BLOG UPDATE (22-MAR-10): Readers, please be aware that this blog entry is about the HP Oracle Database Machine (V1).
BLOG UPDATE (01-JUN-09). According to my blog statistics, a good number of new readers find my blog by being referred to this page by google. I’d like to draw new readers’ attention to the sidebar at the right where there are pages dedicated to indexing my Exadata-related posts. The original blog post follows:
I expected Oracle Exadata Storage Server to make an instant splash, but the blogosphere has really taken off like a rocket with the topic. Unfortunately there is already quite a bit of misinformation out there. I’d like to approach this with routine quasi-frequently asked question posts.
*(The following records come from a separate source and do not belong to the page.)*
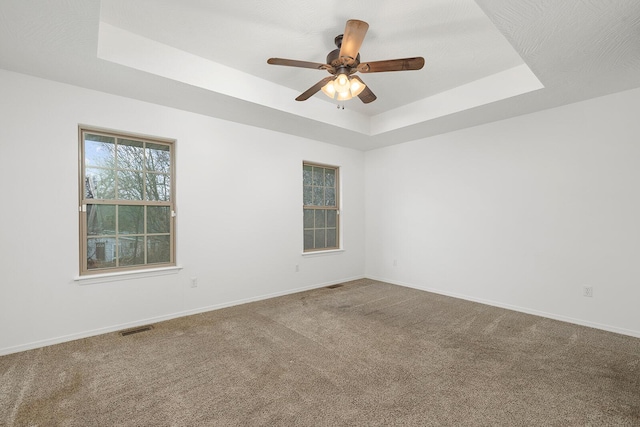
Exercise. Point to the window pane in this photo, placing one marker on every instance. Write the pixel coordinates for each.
(332, 218)
(307, 197)
(130, 219)
(101, 253)
(158, 158)
(330, 197)
(329, 177)
(158, 187)
(308, 218)
(318, 176)
(99, 184)
(130, 185)
(158, 219)
(99, 150)
(308, 239)
(321, 216)
(101, 219)
(130, 154)
(320, 239)
(306, 175)
(131, 250)
(318, 196)
(158, 249)
(332, 237)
When I find misinformation, I’ll make a blog update. So consider this installment number one.
Q. What does the word programmable mean in the product name Exadata Programmable Storage Server?
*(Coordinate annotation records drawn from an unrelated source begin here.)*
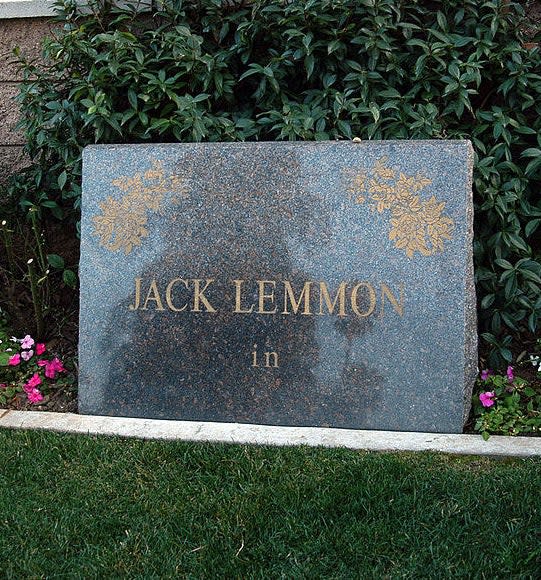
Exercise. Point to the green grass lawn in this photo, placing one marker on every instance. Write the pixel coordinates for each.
(85, 507)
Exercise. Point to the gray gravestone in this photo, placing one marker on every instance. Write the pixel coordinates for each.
(322, 284)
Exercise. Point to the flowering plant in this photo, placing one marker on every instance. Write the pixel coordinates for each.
(506, 404)
(25, 368)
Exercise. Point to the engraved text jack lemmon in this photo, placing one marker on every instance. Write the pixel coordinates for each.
(360, 299)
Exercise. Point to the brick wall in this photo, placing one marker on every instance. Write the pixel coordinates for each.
(27, 34)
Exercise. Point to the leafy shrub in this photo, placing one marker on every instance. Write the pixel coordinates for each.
(311, 69)
(507, 404)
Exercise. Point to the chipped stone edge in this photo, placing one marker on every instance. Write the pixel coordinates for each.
(270, 435)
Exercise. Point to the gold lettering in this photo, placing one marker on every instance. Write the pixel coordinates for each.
(154, 295)
(264, 297)
(199, 296)
(295, 305)
(340, 295)
(254, 357)
(275, 359)
(386, 292)
(238, 291)
(135, 305)
(372, 303)
(168, 292)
A. I don’t know, but it certainly has nothing to do with Oracle Exadata Storage Server. I have seen this moniker misapplied to the product. An Exadata Storage Server “Cell”-as we call them-is no more programmable than a Fibre Channel SAN or NAS Filer. Well, it is of course to the Exadata product development organization, but there is nothing programmable for the field. I think, perhaps, someone may have thought that Exadata is a field programmable gate array (FPGA) approach to solving the problem of offloading query intelligence to storage. Exadata is not field-“programmable” and it doesn’t use or need FPGA technology.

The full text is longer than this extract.